The Open Source Model has a lot to offer the business world. It's a way to build open standards as actual software, rather than paper documents. It's a way that many companies and individuals can collaborate on a product that none of them could achieve alone. It's the rapid bug-fixes and the changes that the user asks for, done to the user's own schedule.

Benefits

  • Openness - the advantage of Open Source as having the code makes it easy to resolve problems.
  • Stability - Open Source software is more stable then most commercially distributed software.
  • Security - new Open Source projects tend to be insecure. When a project matures and is production-ready, it will become more reliable and secure than most available commercial software.
  • Adaptability - Open Source software means Open Standards. It is easy to adapt software to work closely with other Open Source software and even closed protocols and proprietary applications solving vendor lock-in situations.
  • Innovation - Open Source keeps competition alive as there are no unfair advantages.
  • Quality - not only does software evolve onto a stable product, but a large user base also supplies new possibilities, making Open Source a feature-rich solution.

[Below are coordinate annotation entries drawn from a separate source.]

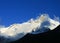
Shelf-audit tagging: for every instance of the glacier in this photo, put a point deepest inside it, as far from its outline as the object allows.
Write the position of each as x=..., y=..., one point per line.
x=16, y=31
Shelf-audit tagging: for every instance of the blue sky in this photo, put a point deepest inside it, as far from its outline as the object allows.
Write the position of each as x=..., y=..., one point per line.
x=18, y=11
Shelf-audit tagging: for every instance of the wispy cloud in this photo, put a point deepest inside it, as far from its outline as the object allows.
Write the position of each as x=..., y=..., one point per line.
x=17, y=31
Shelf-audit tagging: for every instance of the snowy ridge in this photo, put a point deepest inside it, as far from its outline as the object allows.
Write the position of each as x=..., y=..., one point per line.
x=17, y=31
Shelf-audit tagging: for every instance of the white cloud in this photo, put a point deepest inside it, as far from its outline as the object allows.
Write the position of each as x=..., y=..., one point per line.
x=27, y=27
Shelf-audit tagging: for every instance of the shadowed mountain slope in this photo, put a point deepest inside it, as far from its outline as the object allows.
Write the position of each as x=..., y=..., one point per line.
x=50, y=36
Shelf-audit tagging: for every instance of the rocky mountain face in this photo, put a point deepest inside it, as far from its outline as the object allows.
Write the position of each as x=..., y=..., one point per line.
x=50, y=36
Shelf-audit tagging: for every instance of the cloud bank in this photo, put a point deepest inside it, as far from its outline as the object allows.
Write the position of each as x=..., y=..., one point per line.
x=33, y=26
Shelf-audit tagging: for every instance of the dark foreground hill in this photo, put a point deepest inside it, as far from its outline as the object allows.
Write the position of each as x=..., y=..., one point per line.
x=50, y=36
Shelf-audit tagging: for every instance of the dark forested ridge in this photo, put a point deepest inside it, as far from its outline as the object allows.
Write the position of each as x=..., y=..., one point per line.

It also includes more new features, less bugs and a broader (testing) audience (peer-review) is significant to the quality of a product.
  • Cost effective - as most Open Source software is freely available and doesn't cost any additional licenses per user, this allows us to cut down in price and spend more time developing more secure and adapted solutions.

Increased reliability is the fundamental benefit of the Open Source Model. Think about how closed sources made the Y2K problem worse and how might have destroyed your business. Open Source software will benefit worldwide users without exceptions or constraints.